Hacker News new | ask | show | jobs
by chmod775 677 days ago

    you: 4/15
    gpt-4o: 0/15
    gpt-4: 1/15
    gpt-4o-mini: 2/15
    llama-2-7b: 2/15
    llama-3-8b: 3/15
    mistral-7b: 4/15
    unigram: 1/15
Seems like none of us is really better than flipping a coin, so I'd wager that you cannot accurately predict the next word with the given information.

If one could instead sort the answers by likelihood and got scored based on how high one ranked the correct answer, things would probably look better than random.

Also I wonder how these LLMs were prompted. Were they just used to complete the text, or where they put in a "mood" where they would try to complete the text in the original author's voice?

Obviously as as human I'd try to put myself in the author's head and emulate their way of speaking, whereas an LLM might just complete things in its default voice.

1 comments

On the full set of 1000 questions, the language models are getting 30-35% correct. With patience, humans can do 40-50%.
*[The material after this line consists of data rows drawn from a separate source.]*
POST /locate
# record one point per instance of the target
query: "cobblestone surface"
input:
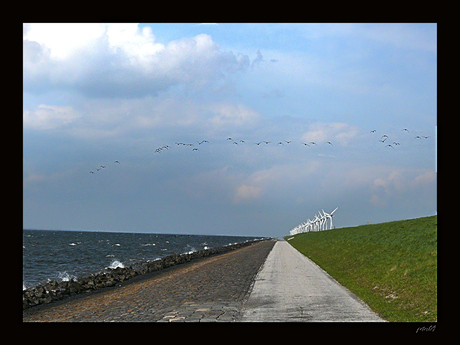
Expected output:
(209, 290)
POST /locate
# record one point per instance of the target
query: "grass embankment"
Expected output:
(390, 266)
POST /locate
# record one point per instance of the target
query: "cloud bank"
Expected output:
(120, 60)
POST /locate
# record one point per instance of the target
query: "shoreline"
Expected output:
(54, 291)
(207, 289)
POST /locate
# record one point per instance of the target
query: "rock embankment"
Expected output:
(54, 291)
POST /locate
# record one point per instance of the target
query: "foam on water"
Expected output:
(116, 264)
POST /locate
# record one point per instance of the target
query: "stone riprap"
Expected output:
(208, 290)
(54, 291)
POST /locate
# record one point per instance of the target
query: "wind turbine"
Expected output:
(330, 215)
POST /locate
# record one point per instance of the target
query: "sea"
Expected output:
(49, 255)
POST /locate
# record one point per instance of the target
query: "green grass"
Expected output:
(390, 266)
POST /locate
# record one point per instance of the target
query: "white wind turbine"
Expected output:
(330, 215)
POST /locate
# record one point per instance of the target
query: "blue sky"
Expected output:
(96, 93)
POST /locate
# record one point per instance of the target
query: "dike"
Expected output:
(55, 291)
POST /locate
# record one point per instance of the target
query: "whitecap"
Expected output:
(65, 277)
(116, 264)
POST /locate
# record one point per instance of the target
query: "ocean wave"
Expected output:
(116, 264)
(65, 277)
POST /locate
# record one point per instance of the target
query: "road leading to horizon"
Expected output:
(292, 288)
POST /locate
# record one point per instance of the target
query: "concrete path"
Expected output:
(291, 288)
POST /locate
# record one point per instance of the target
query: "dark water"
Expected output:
(62, 255)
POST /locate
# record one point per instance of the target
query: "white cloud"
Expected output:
(336, 132)
(233, 115)
(245, 192)
(120, 60)
(49, 117)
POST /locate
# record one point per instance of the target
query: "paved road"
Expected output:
(291, 288)
(208, 290)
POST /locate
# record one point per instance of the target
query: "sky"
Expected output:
(332, 101)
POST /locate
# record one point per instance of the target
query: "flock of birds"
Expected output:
(383, 139)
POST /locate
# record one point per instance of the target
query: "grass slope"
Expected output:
(390, 266)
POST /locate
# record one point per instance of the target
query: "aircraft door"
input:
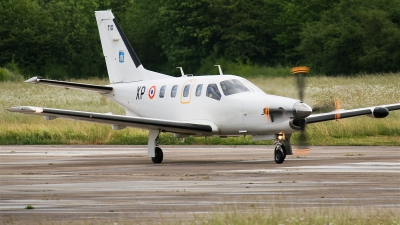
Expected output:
(254, 118)
(186, 93)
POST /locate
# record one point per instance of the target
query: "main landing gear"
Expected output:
(282, 147)
(159, 155)
(153, 149)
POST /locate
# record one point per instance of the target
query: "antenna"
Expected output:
(183, 74)
(220, 70)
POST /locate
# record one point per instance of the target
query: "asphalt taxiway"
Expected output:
(114, 183)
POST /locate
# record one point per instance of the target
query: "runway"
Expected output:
(118, 183)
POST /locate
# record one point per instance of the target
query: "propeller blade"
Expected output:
(301, 73)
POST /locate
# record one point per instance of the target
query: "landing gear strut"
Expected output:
(159, 155)
(279, 154)
(282, 147)
(153, 149)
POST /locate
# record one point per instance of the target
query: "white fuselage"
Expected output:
(233, 114)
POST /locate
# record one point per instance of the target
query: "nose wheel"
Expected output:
(279, 154)
(158, 155)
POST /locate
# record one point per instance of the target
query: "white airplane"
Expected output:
(214, 105)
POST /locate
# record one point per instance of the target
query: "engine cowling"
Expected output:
(297, 124)
(379, 112)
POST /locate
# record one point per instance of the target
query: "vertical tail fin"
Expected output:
(122, 63)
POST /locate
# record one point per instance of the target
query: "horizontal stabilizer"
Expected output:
(87, 87)
(118, 120)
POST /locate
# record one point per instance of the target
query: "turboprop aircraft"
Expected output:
(213, 105)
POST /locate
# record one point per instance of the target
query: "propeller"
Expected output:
(301, 72)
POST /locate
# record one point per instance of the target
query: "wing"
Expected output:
(87, 87)
(203, 128)
(374, 111)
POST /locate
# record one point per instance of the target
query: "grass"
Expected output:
(29, 207)
(360, 91)
(332, 215)
(260, 216)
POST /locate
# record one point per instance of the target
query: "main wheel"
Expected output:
(279, 155)
(158, 155)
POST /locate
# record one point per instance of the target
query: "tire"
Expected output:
(158, 156)
(279, 156)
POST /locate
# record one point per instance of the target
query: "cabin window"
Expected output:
(173, 91)
(198, 89)
(230, 87)
(213, 92)
(186, 90)
(162, 91)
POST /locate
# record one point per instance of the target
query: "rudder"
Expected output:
(122, 63)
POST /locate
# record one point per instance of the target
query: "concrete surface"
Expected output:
(118, 183)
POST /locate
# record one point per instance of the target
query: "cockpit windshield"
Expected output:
(230, 87)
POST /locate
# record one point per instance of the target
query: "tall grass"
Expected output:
(306, 216)
(361, 91)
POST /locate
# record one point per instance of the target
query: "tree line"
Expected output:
(59, 38)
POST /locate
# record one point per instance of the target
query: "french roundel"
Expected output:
(152, 92)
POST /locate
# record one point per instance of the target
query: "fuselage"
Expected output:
(233, 104)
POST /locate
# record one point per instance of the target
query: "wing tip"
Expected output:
(34, 79)
(25, 109)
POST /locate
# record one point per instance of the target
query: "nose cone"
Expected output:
(301, 110)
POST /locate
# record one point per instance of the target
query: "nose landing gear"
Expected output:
(282, 147)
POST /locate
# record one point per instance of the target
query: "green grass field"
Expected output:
(360, 91)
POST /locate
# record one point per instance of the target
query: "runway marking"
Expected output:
(364, 167)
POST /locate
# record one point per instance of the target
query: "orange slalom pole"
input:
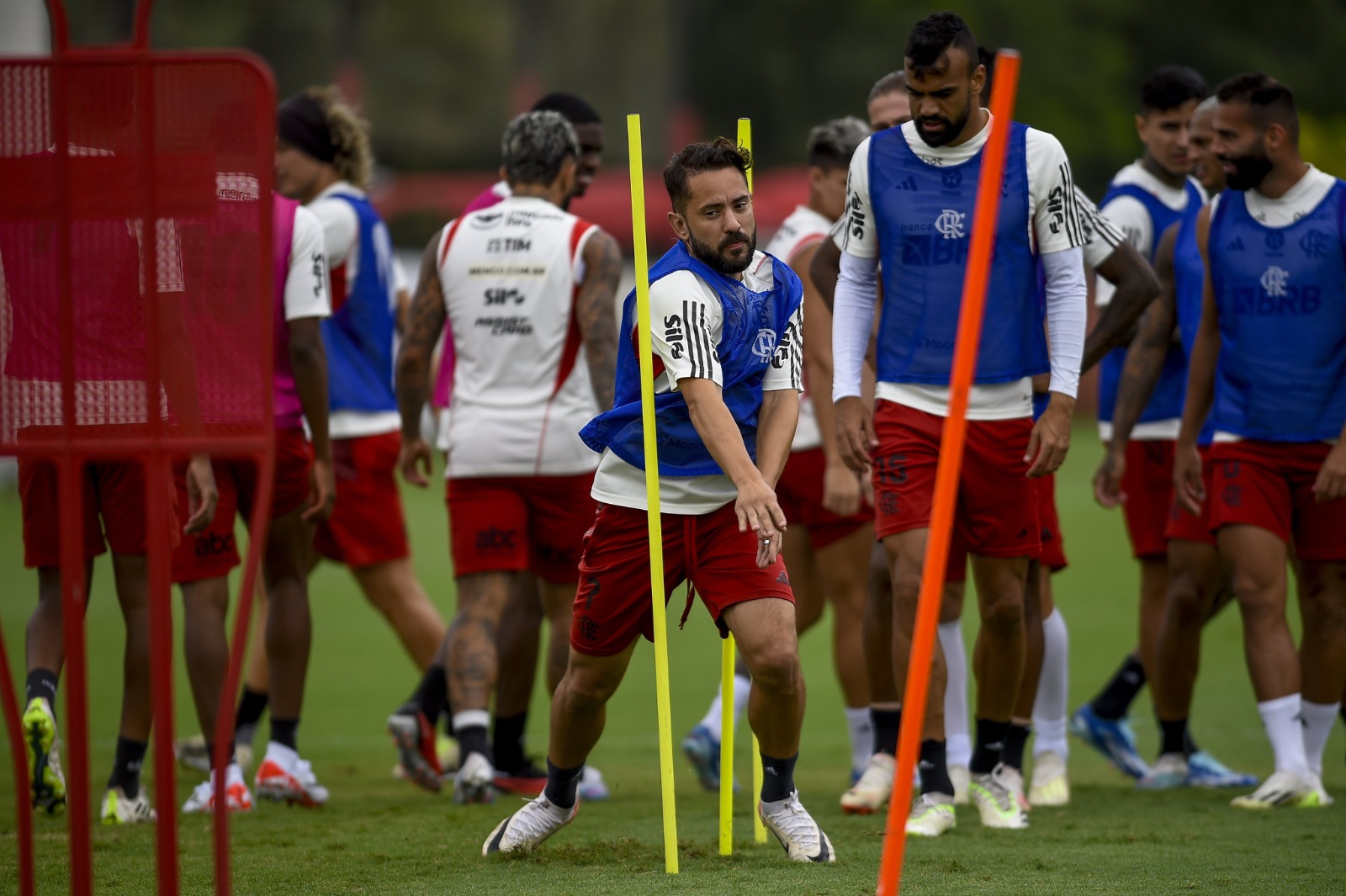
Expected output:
(951, 464)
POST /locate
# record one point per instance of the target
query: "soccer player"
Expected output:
(107, 257)
(921, 236)
(1269, 365)
(517, 639)
(1143, 201)
(829, 545)
(1197, 579)
(527, 287)
(302, 493)
(726, 331)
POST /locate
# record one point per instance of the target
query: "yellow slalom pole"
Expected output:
(727, 745)
(652, 493)
(758, 828)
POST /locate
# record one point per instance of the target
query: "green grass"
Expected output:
(381, 835)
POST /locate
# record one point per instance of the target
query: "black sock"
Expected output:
(1016, 738)
(991, 745)
(125, 766)
(1173, 736)
(935, 768)
(431, 693)
(508, 741)
(251, 707)
(777, 778)
(1115, 698)
(563, 785)
(284, 732)
(886, 725)
(42, 682)
(471, 739)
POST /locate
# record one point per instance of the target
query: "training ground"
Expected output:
(384, 835)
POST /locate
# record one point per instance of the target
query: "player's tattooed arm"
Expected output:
(1144, 362)
(412, 381)
(1189, 489)
(596, 310)
(1137, 287)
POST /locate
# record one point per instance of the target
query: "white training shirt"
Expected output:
(1057, 233)
(341, 233)
(801, 229)
(688, 350)
(1296, 202)
(511, 276)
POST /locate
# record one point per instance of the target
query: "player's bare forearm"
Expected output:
(1137, 287)
(718, 431)
(777, 421)
(824, 269)
(426, 325)
(309, 362)
(179, 363)
(596, 315)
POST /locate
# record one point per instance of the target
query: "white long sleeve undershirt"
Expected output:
(856, 296)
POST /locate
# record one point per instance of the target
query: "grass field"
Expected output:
(381, 835)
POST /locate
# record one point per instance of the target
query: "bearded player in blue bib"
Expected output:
(726, 323)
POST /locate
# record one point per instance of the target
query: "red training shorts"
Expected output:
(1271, 485)
(998, 506)
(800, 496)
(1148, 486)
(368, 525)
(1184, 525)
(215, 552)
(506, 523)
(112, 501)
(612, 604)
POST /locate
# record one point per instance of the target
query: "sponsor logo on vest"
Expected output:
(500, 296)
(765, 345)
(1316, 244)
(495, 538)
(949, 224)
(1274, 278)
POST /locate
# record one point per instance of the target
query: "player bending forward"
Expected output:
(726, 337)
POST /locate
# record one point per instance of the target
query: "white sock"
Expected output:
(1050, 702)
(861, 736)
(1318, 727)
(956, 732)
(742, 687)
(1280, 718)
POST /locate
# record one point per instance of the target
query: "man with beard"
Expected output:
(1269, 365)
(921, 235)
(726, 335)
(520, 630)
(1143, 201)
(529, 289)
(1197, 587)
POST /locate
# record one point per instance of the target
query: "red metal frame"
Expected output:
(155, 448)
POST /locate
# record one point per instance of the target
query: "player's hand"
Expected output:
(1108, 480)
(322, 490)
(1189, 487)
(202, 494)
(840, 489)
(1050, 437)
(1332, 476)
(855, 433)
(416, 462)
(758, 510)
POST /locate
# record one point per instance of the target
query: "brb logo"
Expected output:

The language models were prompted with the text + each candidate answer, and the one with the lowest perplexity was picked. I tried to avoid instruction tuned models wherever possible to avoid the "voice" problem.

i'm curious, how did you arrive at "40-50%" possible human performance?
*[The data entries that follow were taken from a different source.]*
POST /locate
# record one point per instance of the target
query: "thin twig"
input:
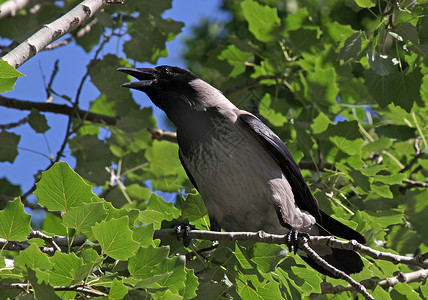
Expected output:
(15, 124)
(417, 276)
(77, 288)
(163, 135)
(330, 241)
(251, 82)
(58, 109)
(304, 245)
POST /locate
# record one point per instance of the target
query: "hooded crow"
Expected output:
(245, 174)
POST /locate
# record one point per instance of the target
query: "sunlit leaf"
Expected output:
(14, 221)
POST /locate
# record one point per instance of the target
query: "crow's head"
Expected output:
(168, 87)
(178, 92)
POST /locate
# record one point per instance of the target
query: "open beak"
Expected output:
(146, 77)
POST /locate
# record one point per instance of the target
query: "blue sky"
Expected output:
(72, 67)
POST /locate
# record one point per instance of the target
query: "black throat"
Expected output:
(198, 128)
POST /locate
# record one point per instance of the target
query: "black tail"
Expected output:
(345, 260)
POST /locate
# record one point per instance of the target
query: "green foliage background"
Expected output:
(302, 66)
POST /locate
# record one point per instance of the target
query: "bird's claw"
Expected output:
(185, 228)
(293, 239)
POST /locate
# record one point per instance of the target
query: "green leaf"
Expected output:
(14, 221)
(404, 88)
(352, 47)
(391, 179)
(9, 189)
(33, 258)
(275, 118)
(60, 188)
(153, 33)
(53, 225)
(141, 264)
(262, 19)
(156, 203)
(163, 158)
(8, 146)
(346, 136)
(114, 213)
(268, 256)
(304, 39)
(236, 58)
(378, 145)
(38, 121)
(311, 279)
(92, 155)
(177, 274)
(64, 268)
(190, 286)
(321, 86)
(194, 207)
(117, 290)
(400, 88)
(379, 62)
(84, 216)
(144, 235)
(424, 289)
(381, 190)
(387, 217)
(8, 77)
(365, 3)
(42, 290)
(115, 238)
(320, 123)
(404, 291)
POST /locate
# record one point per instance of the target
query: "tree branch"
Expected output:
(417, 276)
(252, 82)
(163, 135)
(11, 7)
(63, 241)
(329, 241)
(58, 109)
(52, 31)
(303, 244)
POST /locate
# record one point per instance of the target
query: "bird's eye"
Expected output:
(166, 70)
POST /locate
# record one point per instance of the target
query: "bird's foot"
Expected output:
(293, 239)
(182, 230)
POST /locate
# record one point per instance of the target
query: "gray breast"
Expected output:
(241, 184)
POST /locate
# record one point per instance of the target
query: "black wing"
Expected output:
(280, 153)
(302, 195)
(214, 225)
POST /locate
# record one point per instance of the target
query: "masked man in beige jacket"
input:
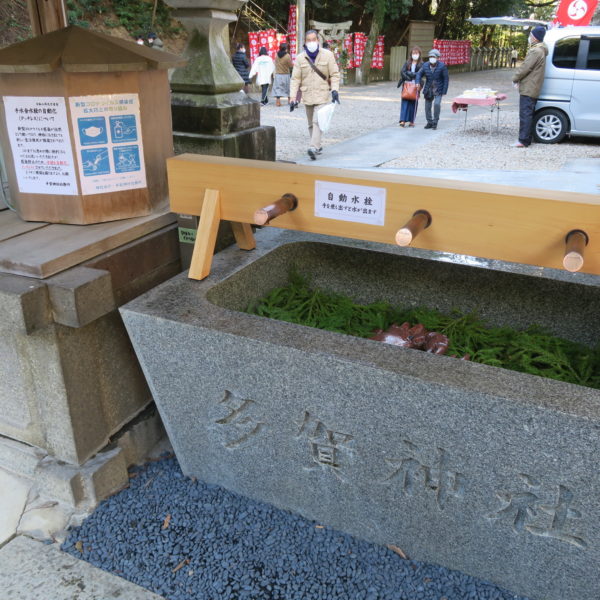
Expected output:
(316, 75)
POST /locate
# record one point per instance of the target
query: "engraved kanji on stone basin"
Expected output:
(481, 469)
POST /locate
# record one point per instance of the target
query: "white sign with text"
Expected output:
(346, 202)
(108, 140)
(41, 145)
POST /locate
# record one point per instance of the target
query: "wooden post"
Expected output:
(419, 221)
(47, 15)
(575, 243)
(206, 237)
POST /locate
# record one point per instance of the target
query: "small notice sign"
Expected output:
(41, 145)
(108, 142)
(345, 202)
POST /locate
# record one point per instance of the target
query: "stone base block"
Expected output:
(45, 495)
(480, 469)
(214, 115)
(257, 143)
(31, 571)
(70, 377)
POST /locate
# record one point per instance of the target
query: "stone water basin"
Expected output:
(481, 469)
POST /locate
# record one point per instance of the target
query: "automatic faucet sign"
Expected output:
(576, 12)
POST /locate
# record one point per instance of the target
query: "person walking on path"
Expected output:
(263, 68)
(283, 68)
(436, 74)
(412, 66)
(316, 74)
(241, 65)
(529, 78)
the task of "predicting the next word" can be understood as either "correctly choosing the next word in the hidden context", or "predicting the likelihood of each possible word".

the quiz is evaluating against the former, but humans are still far from being able to express a percentile likelihood for each possibility.

i only consciously arrive at a vague feeling of confidence, rather than being able to weigh the prediction of each word with fractional precision.

one might say that LLMs have above human introspective ability in that regard.